Billing → DB instance hours, storage, I/O request, provisioned IOPS, backup storage, and data transfer IN/OUT (💵).
Features
-
Multi-AZ deployment → Uses Primary/Standby replication (synchronous replication). It can do automatic failover, and it provides more durability and availability. Might generate a bit more latency due to the replication.
- ❌ Standby replicas cannot serve read requests.
- Failover is triggered by loss of availability in primary AZ, loss of network connectivity to primary, compute unit failure on primary, and storage failure on primary.
- Failover is done by switching the CNAME from the primary to standby.
-
Read replicas → Uses asynchronous replication (for read heavy apps). Enhanced performance, availability, and security.
- Uses: Scaling horizontally (reads), serve read traffic if source DB is in maintenance (will serve “stale” data), business reporting, data warehouse, or disaster recovery.
- SQL Server → Supports Read Replicas in the Enterprise version.
- Up to 5 instances for a given source DB instance.
- Replica of a replica (2nd tier replica) → Aurora, MySQL, and MariaDB support this.
-
Maintenance Window → Opportunity to modify, upgrade instances or engines. Multi-AZ deployments reduce impact of maintenance.
-
Enhanced Monitoring → Enables metrics from RDS child processes
(includes threads), RDS processes
, OS processes
from an agent in the instances.
-
Automated Backups → Point-in-time recovery of the instance. Automatic daily full snapshots and transaction logs. Stored in S3.
- Retained for up to 35 days (default is 7).
- Free storage for all the DB storage (limited to the DB size and active DBs).
- Deleted if the DB is deleted.
-
Automatic Scaling → Automatically scales storage capacity in response to growing workloads, without downtime.
-
Database Snapshots → User-initiated, back up DB state as frequently as you want. Stored in S3.
- Not exported automatically to S3, must be done manually.
-
Encryption → Can use SSL for data in transit. Encryption at rest using keys in KMS.
- For SQL Server, to use SSL:
- Force SSL in all connections with
rds.force_ssl
(default false
).
- For specific clients, download the SSL certificate.
-
RDS Proxy → Fully managed, highly available DB proxy that pools and shares DB connections.

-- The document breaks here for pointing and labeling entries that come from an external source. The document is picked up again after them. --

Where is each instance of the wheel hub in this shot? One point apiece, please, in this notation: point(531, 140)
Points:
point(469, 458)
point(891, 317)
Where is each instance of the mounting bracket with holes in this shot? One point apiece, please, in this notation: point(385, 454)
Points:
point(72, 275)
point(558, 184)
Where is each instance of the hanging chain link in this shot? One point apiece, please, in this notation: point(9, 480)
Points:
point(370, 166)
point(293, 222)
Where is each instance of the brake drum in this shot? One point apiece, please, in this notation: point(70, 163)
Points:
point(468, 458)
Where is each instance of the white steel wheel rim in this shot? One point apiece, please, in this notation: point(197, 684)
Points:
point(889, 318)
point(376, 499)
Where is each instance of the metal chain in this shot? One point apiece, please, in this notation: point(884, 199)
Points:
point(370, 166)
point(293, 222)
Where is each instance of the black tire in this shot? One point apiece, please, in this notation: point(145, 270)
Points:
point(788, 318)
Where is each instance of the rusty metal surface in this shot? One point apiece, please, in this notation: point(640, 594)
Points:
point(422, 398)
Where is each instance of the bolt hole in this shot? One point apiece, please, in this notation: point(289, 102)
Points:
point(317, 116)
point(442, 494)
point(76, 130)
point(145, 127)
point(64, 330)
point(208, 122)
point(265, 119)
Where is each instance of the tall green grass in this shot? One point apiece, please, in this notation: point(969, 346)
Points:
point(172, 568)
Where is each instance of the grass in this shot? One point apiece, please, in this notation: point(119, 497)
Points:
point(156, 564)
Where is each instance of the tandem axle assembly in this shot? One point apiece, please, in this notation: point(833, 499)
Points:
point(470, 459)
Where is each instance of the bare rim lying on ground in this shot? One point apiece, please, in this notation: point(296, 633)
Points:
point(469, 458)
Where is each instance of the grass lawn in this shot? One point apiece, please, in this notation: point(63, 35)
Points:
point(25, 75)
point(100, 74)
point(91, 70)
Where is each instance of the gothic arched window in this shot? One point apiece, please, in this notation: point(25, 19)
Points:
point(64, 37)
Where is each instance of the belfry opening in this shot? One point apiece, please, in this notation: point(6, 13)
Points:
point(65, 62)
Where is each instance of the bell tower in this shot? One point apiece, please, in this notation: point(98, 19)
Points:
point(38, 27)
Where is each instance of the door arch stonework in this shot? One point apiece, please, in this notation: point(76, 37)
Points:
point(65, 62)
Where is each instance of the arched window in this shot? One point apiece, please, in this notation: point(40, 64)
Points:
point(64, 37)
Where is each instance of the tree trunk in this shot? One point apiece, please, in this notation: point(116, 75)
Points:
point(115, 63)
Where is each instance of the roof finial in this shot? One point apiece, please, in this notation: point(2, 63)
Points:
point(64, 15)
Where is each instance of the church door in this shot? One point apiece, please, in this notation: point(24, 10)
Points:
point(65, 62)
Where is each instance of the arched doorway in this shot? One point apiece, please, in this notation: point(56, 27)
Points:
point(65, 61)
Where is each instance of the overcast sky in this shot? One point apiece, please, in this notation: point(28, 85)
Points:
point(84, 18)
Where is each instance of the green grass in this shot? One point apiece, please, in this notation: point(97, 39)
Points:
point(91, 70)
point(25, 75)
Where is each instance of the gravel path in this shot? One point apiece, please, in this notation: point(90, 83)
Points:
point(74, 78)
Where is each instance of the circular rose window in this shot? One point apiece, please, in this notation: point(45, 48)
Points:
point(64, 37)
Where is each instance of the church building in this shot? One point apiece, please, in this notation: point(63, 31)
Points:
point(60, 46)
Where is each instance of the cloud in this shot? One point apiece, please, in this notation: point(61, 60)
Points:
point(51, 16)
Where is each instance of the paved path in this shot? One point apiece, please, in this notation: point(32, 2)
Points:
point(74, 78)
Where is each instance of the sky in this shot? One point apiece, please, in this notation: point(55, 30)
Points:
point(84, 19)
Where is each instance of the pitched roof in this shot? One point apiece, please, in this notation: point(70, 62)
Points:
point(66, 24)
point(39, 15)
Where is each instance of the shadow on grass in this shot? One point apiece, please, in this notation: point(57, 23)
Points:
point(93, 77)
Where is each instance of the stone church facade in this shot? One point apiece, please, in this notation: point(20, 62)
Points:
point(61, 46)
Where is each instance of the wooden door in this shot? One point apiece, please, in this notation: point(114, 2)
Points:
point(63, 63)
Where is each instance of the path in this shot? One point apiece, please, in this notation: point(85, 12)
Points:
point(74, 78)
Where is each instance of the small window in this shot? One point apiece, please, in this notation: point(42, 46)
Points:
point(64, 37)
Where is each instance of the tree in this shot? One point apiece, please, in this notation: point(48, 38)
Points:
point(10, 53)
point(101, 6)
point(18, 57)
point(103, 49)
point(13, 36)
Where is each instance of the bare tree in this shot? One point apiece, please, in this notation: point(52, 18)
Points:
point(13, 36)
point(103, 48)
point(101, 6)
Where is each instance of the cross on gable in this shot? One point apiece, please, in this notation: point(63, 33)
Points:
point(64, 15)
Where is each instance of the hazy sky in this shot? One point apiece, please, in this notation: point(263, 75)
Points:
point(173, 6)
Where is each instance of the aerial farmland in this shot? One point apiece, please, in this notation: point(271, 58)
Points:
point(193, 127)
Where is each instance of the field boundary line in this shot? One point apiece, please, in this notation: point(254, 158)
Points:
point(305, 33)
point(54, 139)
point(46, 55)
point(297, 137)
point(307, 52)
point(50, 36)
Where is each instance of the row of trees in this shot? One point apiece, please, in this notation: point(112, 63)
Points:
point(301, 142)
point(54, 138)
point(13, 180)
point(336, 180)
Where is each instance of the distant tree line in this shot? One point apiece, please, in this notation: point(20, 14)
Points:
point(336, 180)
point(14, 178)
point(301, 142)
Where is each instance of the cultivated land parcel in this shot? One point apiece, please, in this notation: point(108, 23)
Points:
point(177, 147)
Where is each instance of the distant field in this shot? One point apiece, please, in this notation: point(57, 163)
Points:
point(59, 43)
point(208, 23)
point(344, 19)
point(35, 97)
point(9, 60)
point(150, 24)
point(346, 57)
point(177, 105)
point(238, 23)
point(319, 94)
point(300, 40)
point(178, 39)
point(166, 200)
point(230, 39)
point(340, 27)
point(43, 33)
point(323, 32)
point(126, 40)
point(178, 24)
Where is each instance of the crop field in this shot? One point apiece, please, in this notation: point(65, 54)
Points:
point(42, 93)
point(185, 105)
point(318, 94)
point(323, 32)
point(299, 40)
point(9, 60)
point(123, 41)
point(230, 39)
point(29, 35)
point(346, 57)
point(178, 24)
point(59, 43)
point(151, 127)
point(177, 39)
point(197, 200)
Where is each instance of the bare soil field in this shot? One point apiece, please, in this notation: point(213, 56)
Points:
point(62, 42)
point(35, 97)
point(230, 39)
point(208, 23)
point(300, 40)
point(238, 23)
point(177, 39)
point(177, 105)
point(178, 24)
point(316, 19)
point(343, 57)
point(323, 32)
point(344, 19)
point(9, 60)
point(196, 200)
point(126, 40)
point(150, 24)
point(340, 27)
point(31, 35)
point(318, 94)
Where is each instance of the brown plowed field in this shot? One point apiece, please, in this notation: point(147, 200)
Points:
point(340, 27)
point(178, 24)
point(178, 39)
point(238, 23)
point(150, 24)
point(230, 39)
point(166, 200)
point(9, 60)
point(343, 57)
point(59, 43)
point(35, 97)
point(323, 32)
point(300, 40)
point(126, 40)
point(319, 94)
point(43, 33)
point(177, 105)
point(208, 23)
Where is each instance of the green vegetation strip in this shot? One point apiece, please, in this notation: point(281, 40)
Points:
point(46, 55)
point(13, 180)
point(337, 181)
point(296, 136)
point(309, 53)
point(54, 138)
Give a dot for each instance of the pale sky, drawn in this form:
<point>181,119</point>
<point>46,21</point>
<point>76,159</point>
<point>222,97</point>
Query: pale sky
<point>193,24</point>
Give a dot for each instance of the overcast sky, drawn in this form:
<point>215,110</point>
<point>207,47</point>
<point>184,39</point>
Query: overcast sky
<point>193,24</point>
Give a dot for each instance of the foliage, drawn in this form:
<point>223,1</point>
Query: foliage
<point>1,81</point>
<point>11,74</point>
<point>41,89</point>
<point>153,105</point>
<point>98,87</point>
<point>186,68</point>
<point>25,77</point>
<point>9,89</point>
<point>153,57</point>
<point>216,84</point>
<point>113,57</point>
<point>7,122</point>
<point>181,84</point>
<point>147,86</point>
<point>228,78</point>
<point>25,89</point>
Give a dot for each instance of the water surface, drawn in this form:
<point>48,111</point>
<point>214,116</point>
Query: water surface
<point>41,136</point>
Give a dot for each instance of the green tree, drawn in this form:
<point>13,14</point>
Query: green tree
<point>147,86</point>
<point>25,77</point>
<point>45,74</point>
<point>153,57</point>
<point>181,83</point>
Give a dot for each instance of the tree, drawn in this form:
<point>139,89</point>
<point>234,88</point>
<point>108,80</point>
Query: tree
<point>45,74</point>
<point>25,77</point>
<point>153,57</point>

- Uses: Applications with unpredictable workloads, frequently close/open connections, keep open (idle) connections, high-availability, and improved credential management.
- Supported only in MySQL and Aurora (compatible with MySQL).
-
RDS Events → Operational events triggered, no data-modifying events.
-
Blue/Green Deployments → Copies a production (blue) database into a separate, synchronized staging (green) environment. You can make changes to the staging environment and then promote that one to production.
- Supported only in MySQL, MariaDB, and Aurora (compatible with MySQL).
-
Optimized Writes → Can get up to 2x write throughput by writing only once when flushing to durable storage.
- Uses: Write-heavy workloads.
- Supported only in MySQL.
-
Optimized Reads → Can speed up query processing by up to 50% by using NVMe-based instance storage.
- Uses: Complex queries and analytics.
- Supported only in MySQL.
-
Trusted Language Extensions → Help build extensions in PostgreSQL (supported only in PostgreSQL).
-
Compliance → HIPAA and PCI compliant.
Use cases and requirements:
Instance Types
Each family has a different purpose and best use case:
- T Family → For burstable, unpredicted workloads.
- M Family → General purpose, mid/small size workloads.
- R Family → Memory intensive workloads.
Storage Types
Storage is EBS-backed, so the EBS storage types can be used:
- General Purpose SSD → Broad range workloads.
- Provisioned IOPS SSD → Fast, predictable, consistent I/O performance.
- Magnetic Storage → Small workloads, less frequent data access. Not for production.
Cost Optimization
Amazon DynamoDB
Features:
- Global tables can be replicated across multiple regions. Multi-region, multi-master database. You choose which regions can access those tables.
- DynamoDB Stream is an ordered flow of information about changes in a table.
Recommendation is to have compound keys with partition keys that have a high-cardinality attributes (such as IDs) (source). Not following this can result in “hot” partitions, leading to throttling.